A couple of weeks ago The Fella and I were out to dinner with one of his childhood friends (from Israel, who also ended up in NYC—don’t ever let anyone tell you it’s not a small world) and his girlfriend (who later that week became his fiancée), and the boys went off on some tangent about how unfair it is that men have to “perform” on Valentine’s Day and that all the pressure is on the guys for date planning, proposals, and yearly V-Day showings of love and affection.
I think that’s bullsh-t.
I have never IN MY LIFE expected a man to do anything for me that I didn’t expect myself to do for him. I have always paid my own way on dates, pulled my own weight in regard to romantic gestures, and been generally low maintenance on the expectation front. I’ll take a night on the couch cuddling in front of a movie over overpriced drinks any day.

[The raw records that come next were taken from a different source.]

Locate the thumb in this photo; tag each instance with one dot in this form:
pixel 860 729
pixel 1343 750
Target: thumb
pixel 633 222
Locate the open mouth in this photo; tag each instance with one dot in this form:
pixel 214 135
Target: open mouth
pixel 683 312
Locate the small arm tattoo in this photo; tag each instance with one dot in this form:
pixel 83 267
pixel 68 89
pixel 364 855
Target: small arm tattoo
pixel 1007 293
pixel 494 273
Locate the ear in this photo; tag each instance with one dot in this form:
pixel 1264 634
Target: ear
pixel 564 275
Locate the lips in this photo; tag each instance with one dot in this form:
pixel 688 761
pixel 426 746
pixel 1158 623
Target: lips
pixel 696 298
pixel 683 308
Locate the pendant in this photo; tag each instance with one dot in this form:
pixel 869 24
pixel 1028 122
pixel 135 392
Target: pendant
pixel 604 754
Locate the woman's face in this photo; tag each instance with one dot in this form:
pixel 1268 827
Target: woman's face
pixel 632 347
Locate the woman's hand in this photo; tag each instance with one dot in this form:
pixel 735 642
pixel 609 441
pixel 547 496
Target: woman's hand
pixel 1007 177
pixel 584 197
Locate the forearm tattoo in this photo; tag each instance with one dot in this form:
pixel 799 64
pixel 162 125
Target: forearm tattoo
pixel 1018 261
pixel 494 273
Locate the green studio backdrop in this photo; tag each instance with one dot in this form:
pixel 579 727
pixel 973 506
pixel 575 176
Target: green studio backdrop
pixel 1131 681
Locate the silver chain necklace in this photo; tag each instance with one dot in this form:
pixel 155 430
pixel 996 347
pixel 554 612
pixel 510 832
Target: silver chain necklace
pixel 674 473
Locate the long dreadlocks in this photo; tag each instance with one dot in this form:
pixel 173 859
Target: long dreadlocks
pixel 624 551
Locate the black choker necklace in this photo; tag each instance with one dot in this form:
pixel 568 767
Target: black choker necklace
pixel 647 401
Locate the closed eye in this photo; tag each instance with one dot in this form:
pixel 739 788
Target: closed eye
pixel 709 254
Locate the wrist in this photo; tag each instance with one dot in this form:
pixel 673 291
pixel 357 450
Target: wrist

TF says I’m an exception to the rule, but I don’t think so. I think men just like to feel put upon and sorry for themselves, but secretly enjoy when a romantic gesture works out—because who doesn’t? The generations have changed and, in my humble opinion, women take on just as much relationship responsibility (fiscal and otherwise) as men. I know this, not just from my own personal stance, but from looking around at my friends. I know very few women who expect to be paid for by their guy—perhaps that has to do with who I like to hang out with, but I don’t think so. On the flip-side many of my guy friends take on far more domestic duties than the generations before them. Basically, we’re all evolving and creating partnerships that are actually equal. Go figure!
Meanwhile, after hearing this testosterone fueled rant I told The Fella that he was hereby ordered to take this Valentine’s Day off, and I would show him how it’s done.
Since he reads my blog I won’t tell you all the juicy details yet, but it’s a good one. Let’s just say I have raised the bar.
I even offered to propose to The Fella, but he said he wants to be the one to do it. This brings me back to my theory that guys like to complain, but they secretly love it.
Coupled or no, do you expect your partner to take the lead in romantic gestures? Pay for dates? Or are you Even Stevens?
Male readers (I know you’re out there) what are your thoughts on romantic responsibility?
Kashi with banana and almond milk
Scrambled egg whites with broccoli and tomatoes
TJ’s reduced carb tortillas
Inspired by an article I read in the New York Times YEARS ago, I decided to make dinner in my rice cooker. I started by cooking the rice, and when it was almost done I sprinkled in some sesame oil, then added eggs to poach in the rice. On the stove I sautéed some spinach. When all was done I topped with soy sauce and TJ’s Wasabi Seaweed Snacks. Yum!
Exercise: Training run (not sure about the mileage, but it was about an hour). Tonight’s focus was hills, so I’m pretty sure my quads and calves are going to hate me tomorrow.